The girls haven't been fully integrated into Dartmouth life, however, as the result of a decision by the Dean's office to keep the provocative influences out of Thayer Dining Hall. "While Dean Seymour may think that a ratio of 2300 to five is 'unhealthy'," muttered The Dartmouth, "we believe a ratio of 2300 to nothing is sick."
Scholar
Dartmouth senior William McCurine Jr., president of the Afro-American Society, will spend the next two years at Oxford on a Rhodes Scholarship. McCurine, who has also served as a tutor and administrator of Dartmouth's Project ABC, was one of 32 American recipients of the award. A history major, he plans to follow his education in an exploration of new educational possibilities for American blacks.
McCurine's contributions to the College have been noted before. In 1967 he received the Ray W. Smith Palaeopitus Award as "the undergraduate who contributed significantly to the stature of the College" and the same year was the recipient of The Dartmouth's Milton Sims Kramer Award, presented annually to an outstanding underclassman.
Student Power
Several academic departments have admitted undergraduates to the departmental decision-making process, and informal progress reports early in January indicated this new burst of student power has been pretty well received all around. Undergraduate majors in philosophy, mathematics, government, and music have joined with faculty members to give students a greater voice in their education.

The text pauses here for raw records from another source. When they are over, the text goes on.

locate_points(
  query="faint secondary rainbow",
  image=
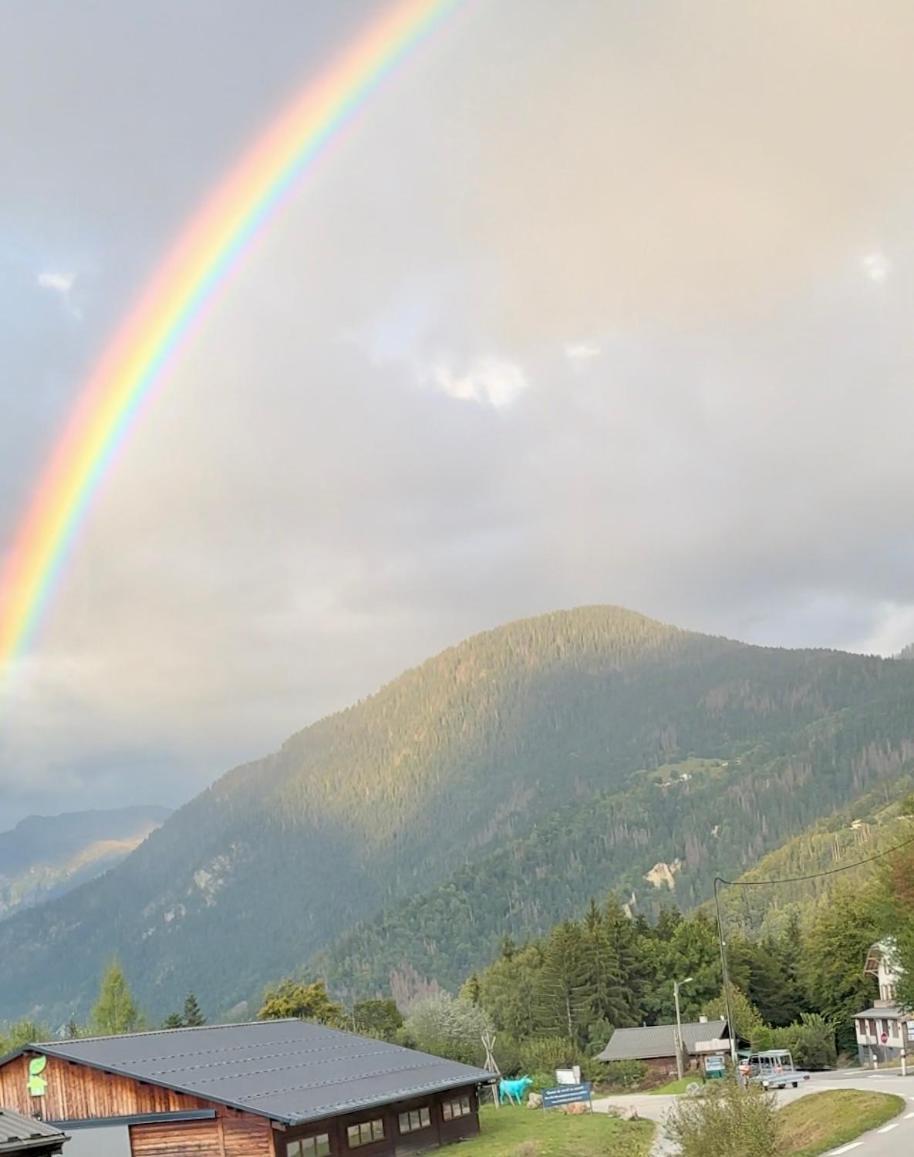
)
(205, 252)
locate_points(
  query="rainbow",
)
(211, 245)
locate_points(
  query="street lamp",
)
(677, 985)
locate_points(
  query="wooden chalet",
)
(267, 1089)
(23, 1136)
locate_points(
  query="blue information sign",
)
(566, 1095)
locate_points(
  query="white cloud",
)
(876, 265)
(580, 352)
(60, 282)
(488, 381)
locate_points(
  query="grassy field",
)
(513, 1132)
(825, 1120)
(675, 1087)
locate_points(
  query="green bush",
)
(624, 1074)
(545, 1053)
(508, 1055)
(727, 1120)
(811, 1041)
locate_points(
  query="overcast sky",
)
(594, 302)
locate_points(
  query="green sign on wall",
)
(37, 1084)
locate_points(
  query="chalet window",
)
(415, 1119)
(309, 1147)
(451, 1110)
(366, 1133)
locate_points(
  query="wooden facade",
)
(395, 1143)
(80, 1092)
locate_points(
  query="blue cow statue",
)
(514, 1090)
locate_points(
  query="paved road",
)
(892, 1140)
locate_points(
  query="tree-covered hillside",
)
(535, 765)
(44, 856)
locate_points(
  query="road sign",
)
(566, 1095)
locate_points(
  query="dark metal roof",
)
(884, 1011)
(658, 1040)
(19, 1133)
(288, 1070)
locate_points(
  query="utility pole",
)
(679, 1026)
(724, 972)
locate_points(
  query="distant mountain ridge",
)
(44, 856)
(494, 788)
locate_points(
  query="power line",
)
(763, 883)
(816, 875)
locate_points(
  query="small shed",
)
(24, 1136)
(655, 1045)
(266, 1089)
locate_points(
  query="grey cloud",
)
(702, 194)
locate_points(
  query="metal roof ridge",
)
(166, 1032)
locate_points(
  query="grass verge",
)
(675, 1087)
(826, 1120)
(514, 1132)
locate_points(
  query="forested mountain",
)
(44, 856)
(526, 768)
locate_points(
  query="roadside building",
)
(23, 1136)
(883, 1031)
(655, 1046)
(267, 1089)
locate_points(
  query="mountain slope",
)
(447, 766)
(44, 856)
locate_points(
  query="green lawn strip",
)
(675, 1087)
(826, 1120)
(521, 1132)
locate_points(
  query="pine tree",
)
(193, 1016)
(564, 994)
(294, 999)
(115, 1011)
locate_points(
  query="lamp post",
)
(679, 1026)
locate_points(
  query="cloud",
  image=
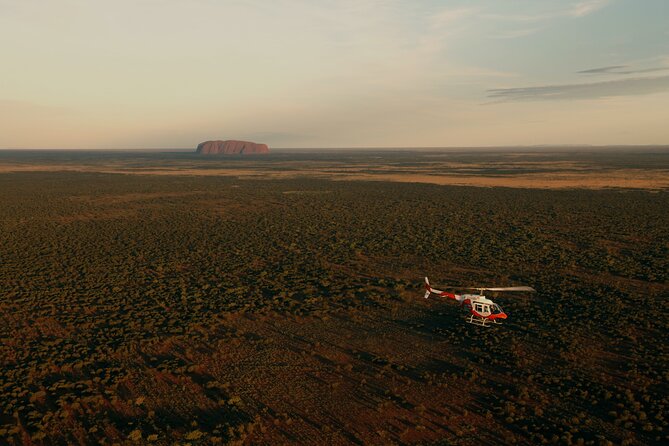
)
(620, 69)
(586, 7)
(594, 90)
(515, 33)
(577, 10)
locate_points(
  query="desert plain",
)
(156, 297)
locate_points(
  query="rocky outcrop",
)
(230, 147)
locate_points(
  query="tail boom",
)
(429, 290)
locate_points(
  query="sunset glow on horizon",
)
(367, 73)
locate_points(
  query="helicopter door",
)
(482, 309)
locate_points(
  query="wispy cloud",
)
(593, 90)
(515, 33)
(575, 9)
(621, 69)
(586, 7)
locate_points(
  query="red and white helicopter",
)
(482, 310)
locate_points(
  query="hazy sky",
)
(333, 73)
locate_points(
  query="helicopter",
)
(483, 311)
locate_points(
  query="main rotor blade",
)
(508, 288)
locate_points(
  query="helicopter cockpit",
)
(495, 309)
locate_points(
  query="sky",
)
(126, 74)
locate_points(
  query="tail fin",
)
(428, 288)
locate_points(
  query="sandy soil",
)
(556, 175)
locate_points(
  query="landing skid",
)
(481, 321)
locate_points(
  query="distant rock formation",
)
(230, 147)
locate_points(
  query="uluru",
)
(231, 147)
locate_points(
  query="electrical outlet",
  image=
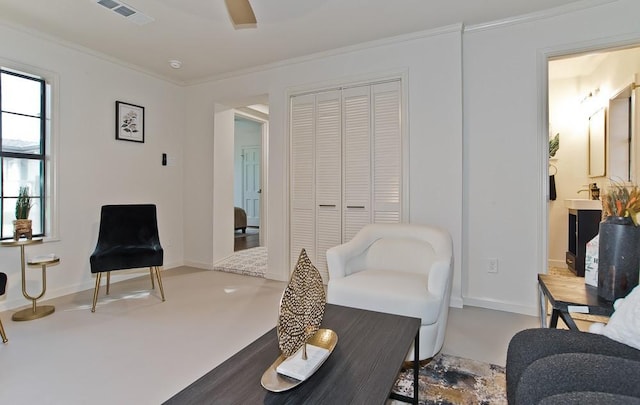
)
(492, 265)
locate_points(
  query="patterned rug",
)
(451, 380)
(249, 262)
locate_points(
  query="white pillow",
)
(624, 324)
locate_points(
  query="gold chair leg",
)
(4, 335)
(108, 281)
(159, 277)
(95, 291)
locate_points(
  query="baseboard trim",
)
(198, 265)
(557, 263)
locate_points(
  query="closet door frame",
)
(402, 77)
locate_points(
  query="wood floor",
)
(247, 240)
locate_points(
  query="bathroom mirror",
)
(597, 148)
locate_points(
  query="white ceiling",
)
(200, 34)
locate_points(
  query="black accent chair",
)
(564, 367)
(128, 239)
(3, 286)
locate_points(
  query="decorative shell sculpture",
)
(301, 307)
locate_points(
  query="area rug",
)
(451, 380)
(249, 262)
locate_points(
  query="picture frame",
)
(129, 122)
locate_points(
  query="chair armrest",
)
(577, 372)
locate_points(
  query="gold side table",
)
(34, 312)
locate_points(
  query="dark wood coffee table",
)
(568, 294)
(361, 370)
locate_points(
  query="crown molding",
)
(84, 50)
(539, 15)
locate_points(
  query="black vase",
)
(618, 257)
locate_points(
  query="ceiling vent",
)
(125, 11)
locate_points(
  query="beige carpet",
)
(248, 262)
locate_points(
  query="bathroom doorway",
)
(580, 87)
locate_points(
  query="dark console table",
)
(361, 370)
(568, 294)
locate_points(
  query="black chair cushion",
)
(128, 238)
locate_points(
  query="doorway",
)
(579, 87)
(250, 131)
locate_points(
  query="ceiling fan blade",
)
(240, 12)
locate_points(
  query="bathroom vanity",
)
(584, 223)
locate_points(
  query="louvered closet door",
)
(356, 160)
(302, 216)
(387, 153)
(328, 157)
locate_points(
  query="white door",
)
(251, 184)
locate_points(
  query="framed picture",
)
(129, 122)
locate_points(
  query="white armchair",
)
(403, 269)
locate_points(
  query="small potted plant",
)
(22, 224)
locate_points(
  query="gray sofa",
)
(556, 366)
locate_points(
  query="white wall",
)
(505, 139)
(92, 167)
(432, 65)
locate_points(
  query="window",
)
(23, 128)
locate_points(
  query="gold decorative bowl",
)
(276, 382)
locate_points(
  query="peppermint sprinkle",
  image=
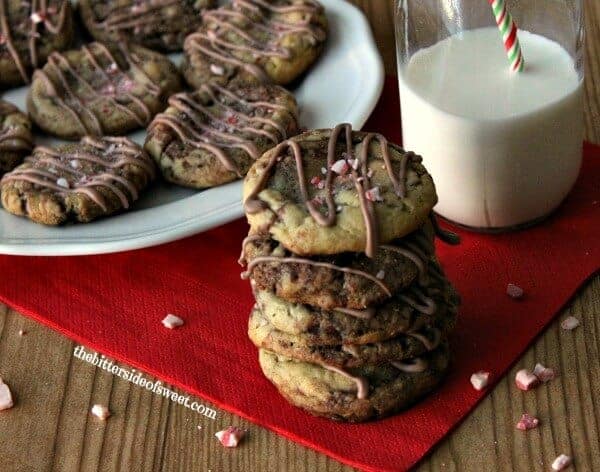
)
(62, 182)
(37, 17)
(217, 70)
(374, 195)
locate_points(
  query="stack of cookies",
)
(352, 309)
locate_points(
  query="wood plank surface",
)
(50, 428)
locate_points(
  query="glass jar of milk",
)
(504, 148)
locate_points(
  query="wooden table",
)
(51, 429)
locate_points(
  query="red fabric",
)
(114, 304)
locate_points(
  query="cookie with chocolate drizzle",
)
(355, 394)
(349, 281)
(314, 326)
(334, 191)
(98, 90)
(213, 135)
(29, 32)
(16, 140)
(255, 41)
(155, 24)
(77, 182)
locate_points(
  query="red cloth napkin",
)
(114, 304)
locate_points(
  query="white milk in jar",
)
(503, 148)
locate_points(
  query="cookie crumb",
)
(231, 436)
(525, 380)
(527, 422)
(480, 380)
(100, 411)
(514, 291)
(569, 323)
(562, 462)
(6, 400)
(171, 321)
(545, 374)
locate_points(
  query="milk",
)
(503, 148)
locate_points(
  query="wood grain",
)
(50, 428)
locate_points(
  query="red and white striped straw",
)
(509, 32)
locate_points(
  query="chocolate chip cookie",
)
(334, 191)
(211, 136)
(155, 24)
(98, 90)
(16, 140)
(255, 41)
(77, 182)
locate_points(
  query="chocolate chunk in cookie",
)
(97, 90)
(77, 182)
(212, 136)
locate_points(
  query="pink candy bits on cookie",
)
(527, 422)
(6, 400)
(480, 380)
(231, 436)
(526, 380)
(171, 321)
(562, 462)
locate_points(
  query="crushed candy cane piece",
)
(480, 379)
(562, 462)
(37, 17)
(6, 400)
(340, 167)
(216, 69)
(171, 321)
(100, 411)
(545, 374)
(525, 380)
(514, 291)
(374, 195)
(527, 422)
(569, 323)
(231, 436)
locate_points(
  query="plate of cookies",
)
(127, 124)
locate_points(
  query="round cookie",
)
(156, 24)
(357, 395)
(16, 140)
(255, 41)
(97, 91)
(340, 281)
(213, 135)
(334, 191)
(329, 328)
(29, 32)
(77, 182)
(420, 339)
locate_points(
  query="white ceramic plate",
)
(343, 86)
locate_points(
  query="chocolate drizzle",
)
(61, 78)
(227, 120)
(260, 36)
(109, 153)
(40, 15)
(13, 138)
(360, 176)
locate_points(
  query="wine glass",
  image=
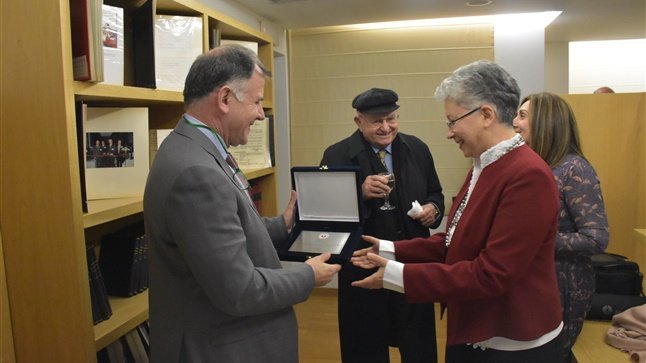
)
(391, 186)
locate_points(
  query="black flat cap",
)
(376, 100)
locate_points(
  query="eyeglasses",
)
(451, 123)
(379, 121)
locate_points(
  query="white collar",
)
(497, 151)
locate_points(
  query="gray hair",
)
(230, 64)
(481, 82)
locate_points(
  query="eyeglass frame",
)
(451, 123)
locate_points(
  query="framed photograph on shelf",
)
(116, 152)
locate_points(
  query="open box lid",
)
(327, 195)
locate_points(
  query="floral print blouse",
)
(582, 222)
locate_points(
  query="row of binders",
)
(133, 347)
(120, 270)
(161, 47)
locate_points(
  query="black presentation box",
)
(329, 214)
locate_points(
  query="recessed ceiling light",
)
(479, 2)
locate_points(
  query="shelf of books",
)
(109, 74)
(108, 92)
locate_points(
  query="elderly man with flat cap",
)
(372, 320)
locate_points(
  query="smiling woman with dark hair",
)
(547, 123)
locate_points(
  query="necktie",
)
(382, 157)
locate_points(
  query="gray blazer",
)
(217, 289)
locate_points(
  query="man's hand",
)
(289, 214)
(376, 280)
(428, 215)
(360, 257)
(323, 272)
(375, 186)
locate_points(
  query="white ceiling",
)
(579, 20)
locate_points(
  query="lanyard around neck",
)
(215, 133)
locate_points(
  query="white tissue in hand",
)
(415, 210)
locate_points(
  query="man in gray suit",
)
(217, 289)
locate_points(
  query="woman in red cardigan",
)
(493, 269)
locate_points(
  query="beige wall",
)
(330, 66)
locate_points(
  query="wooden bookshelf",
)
(127, 313)
(43, 226)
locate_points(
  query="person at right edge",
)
(547, 123)
(493, 269)
(371, 321)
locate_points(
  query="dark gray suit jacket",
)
(217, 289)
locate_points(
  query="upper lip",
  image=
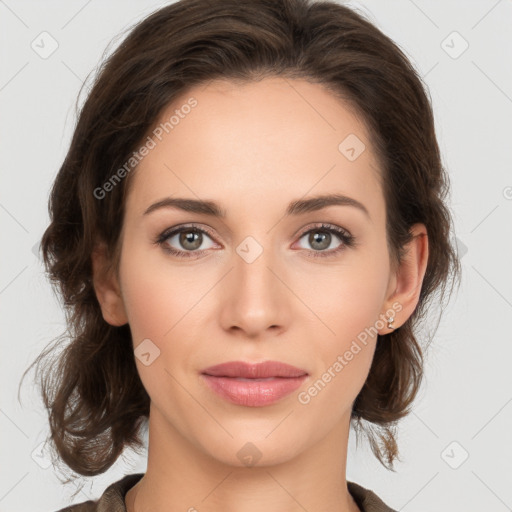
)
(254, 371)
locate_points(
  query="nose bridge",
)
(255, 298)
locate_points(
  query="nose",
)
(255, 298)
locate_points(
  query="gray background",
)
(464, 408)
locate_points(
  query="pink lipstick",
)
(254, 385)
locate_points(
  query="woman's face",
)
(263, 282)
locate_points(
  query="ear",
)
(107, 288)
(405, 283)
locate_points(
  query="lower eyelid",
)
(343, 236)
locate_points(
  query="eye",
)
(320, 239)
(188, 240)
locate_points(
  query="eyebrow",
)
(297, 207)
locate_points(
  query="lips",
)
(253, 385)
(263, 370)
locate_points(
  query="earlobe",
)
(107, 288)
(408, 279)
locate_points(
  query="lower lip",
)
(253, 392)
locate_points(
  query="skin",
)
(254, 148)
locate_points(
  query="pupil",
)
(321, 238)
(189, 237)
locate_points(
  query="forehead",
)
(265, 139)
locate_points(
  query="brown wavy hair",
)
(95, 399)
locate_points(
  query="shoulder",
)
(112, 499)
(366, 499)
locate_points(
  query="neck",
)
(182, 476)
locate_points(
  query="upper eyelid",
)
(209, 231)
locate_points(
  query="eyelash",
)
(346, 238)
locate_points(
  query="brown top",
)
(112, 500)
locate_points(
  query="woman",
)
(248, 225)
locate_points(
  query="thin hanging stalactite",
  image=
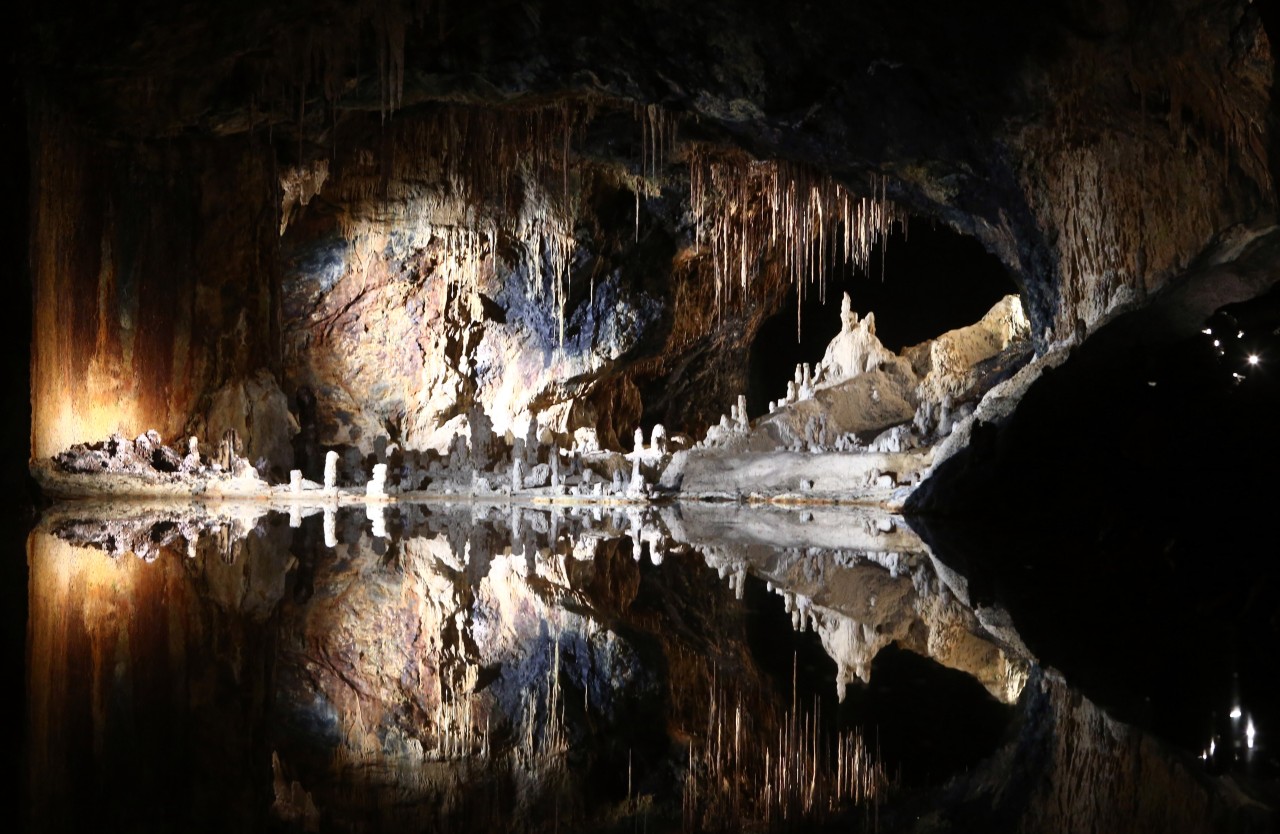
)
(748, 212)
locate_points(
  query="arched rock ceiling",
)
(1098, 149)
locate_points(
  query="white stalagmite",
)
(330, 528)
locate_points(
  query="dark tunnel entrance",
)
(931, 280)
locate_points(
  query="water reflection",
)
(467, 667)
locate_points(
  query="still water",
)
(465, 667)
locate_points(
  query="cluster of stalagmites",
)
(860, 398)
(149, 456)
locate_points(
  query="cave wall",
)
(155, 294)
(193, 269)
(480, 256)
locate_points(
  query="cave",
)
(919, 283)
(728, 417)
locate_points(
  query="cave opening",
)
(924, 280)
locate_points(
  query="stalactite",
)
(748, 212)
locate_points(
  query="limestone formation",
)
(330, 472)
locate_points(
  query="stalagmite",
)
(330, 527)
(191, 463)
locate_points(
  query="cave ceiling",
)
(1101, 151)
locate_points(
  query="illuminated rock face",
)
(590, 269)
(152, 293)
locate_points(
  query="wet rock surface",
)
(566, 668)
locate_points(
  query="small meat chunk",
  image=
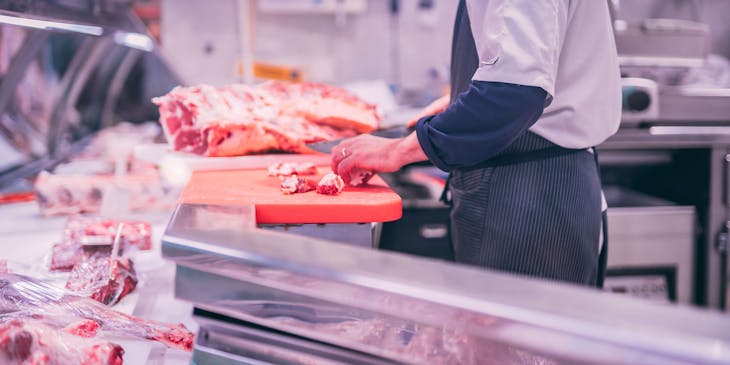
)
(330, 184)
(105, 280)
(288, 169)
(297, 185)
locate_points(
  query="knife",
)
(389, 132)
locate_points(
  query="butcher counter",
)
(262, 296)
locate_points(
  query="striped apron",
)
(534, 209)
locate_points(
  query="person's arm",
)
(480, 123)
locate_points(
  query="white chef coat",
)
(565, 47)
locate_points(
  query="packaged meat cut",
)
(23, 298)
(30, 341)
(104, 279)
(65, 194)
(66, 255)
(237, 120)
(87, 238)
(99, 231)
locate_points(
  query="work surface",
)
(374, 202)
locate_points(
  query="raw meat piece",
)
(64, 194)
(288, 169)
(94, 231)
(66, 255)
(237, 120)
(85, 238)
(32, 342)
(330, 184)
(296, 185)
(23, 297)
(85, 328)
(359, 177)
(105, 280)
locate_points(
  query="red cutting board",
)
(375, 202)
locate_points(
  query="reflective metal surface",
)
(420, 311)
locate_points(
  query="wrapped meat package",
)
(106, 280)
(101, 231)
(63, 194)
(31, 341)
(92, 237)
(28, 302)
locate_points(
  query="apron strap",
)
(511, 159)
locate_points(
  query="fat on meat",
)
(238, 119)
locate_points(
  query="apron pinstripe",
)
(538, 217)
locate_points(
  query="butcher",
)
(535, 85)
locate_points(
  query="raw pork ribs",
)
(239, 119)
(30, 341)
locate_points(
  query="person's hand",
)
(375, 154)
(364, 153)
(437, 106)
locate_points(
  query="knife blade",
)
(390, 132)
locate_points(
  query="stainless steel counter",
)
(709, 146)
(387, 304)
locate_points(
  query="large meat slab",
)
(238, 119)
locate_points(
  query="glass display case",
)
(300, 300)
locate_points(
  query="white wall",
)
(716, 13)
(202, 41)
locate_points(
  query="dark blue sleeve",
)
(480, 123)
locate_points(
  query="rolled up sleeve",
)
(479, 124)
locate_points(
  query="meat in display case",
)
(272, 297)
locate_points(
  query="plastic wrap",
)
(32, 341)
(63, 194)
(95, 230)
(86, 238)
(104, 279)
(23, 298)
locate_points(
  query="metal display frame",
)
(227, 266)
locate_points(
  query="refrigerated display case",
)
(271, 297)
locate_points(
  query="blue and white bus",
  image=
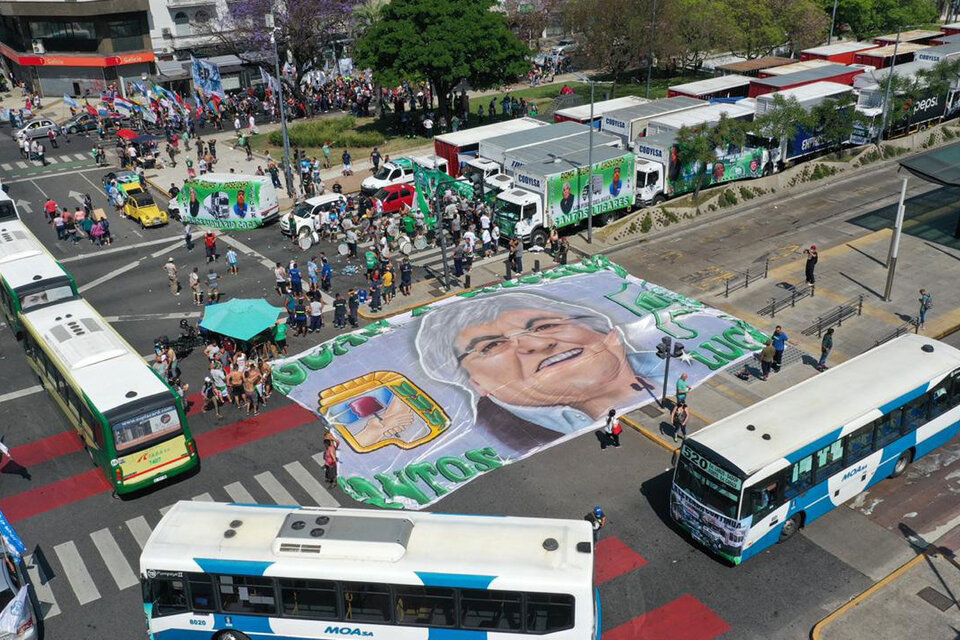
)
(758, 476)
(242, 572)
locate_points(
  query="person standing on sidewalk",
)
(171, 270)
(766, 359)
(826, 345)
(926, 303)
(812, 258)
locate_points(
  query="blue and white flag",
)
(206, 77)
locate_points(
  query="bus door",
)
(765, 502)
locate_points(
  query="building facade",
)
(77, 47)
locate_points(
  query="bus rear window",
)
(39, 298)
(134, 433)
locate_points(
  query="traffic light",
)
(663, 349)
(677, 349)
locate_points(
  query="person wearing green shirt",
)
(280, 336)
(682, 389)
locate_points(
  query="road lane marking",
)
(138, 245)
(116, 563)
(76, 572)
(41, 586)
(139, 529)
(13, 395)
(310, 484)
(239, 494)
(274, 489)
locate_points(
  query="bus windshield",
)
(705, 489)
(34, 299)
(135, 433)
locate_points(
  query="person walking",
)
(339, 311)
(812, 258)
(678, 418)
(826, 345)
(171, 270)
(611, 430)
(683, 388)
(780, 341)
(926, 303)
(766, 359)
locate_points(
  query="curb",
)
(861, 597)
(649, 435)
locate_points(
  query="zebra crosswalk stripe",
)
(310, 484)
(41, 587)
(117, 565)
(76, 572)
(274, 489)
(139, 529)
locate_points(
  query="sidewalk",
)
(920, 600)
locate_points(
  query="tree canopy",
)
(443, 42)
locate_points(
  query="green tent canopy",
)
(240, 318)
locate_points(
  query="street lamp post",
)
(287, 169)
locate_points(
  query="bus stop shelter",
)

The most ambitious attempt so far has occurred in philosophy, where a Philosophy Student Union set up last fall has been given seats in departmental meetings not to exceed one-third of the number of faculty members attending a given meeting. Organized to permit philosophy majors to "show interest and concern" in the affairs of the department, a PSU spokesman said that, so far, the faculty response has been "very favorable and encouraging."
The College Committee on Standing and Conduct listening to student testimony.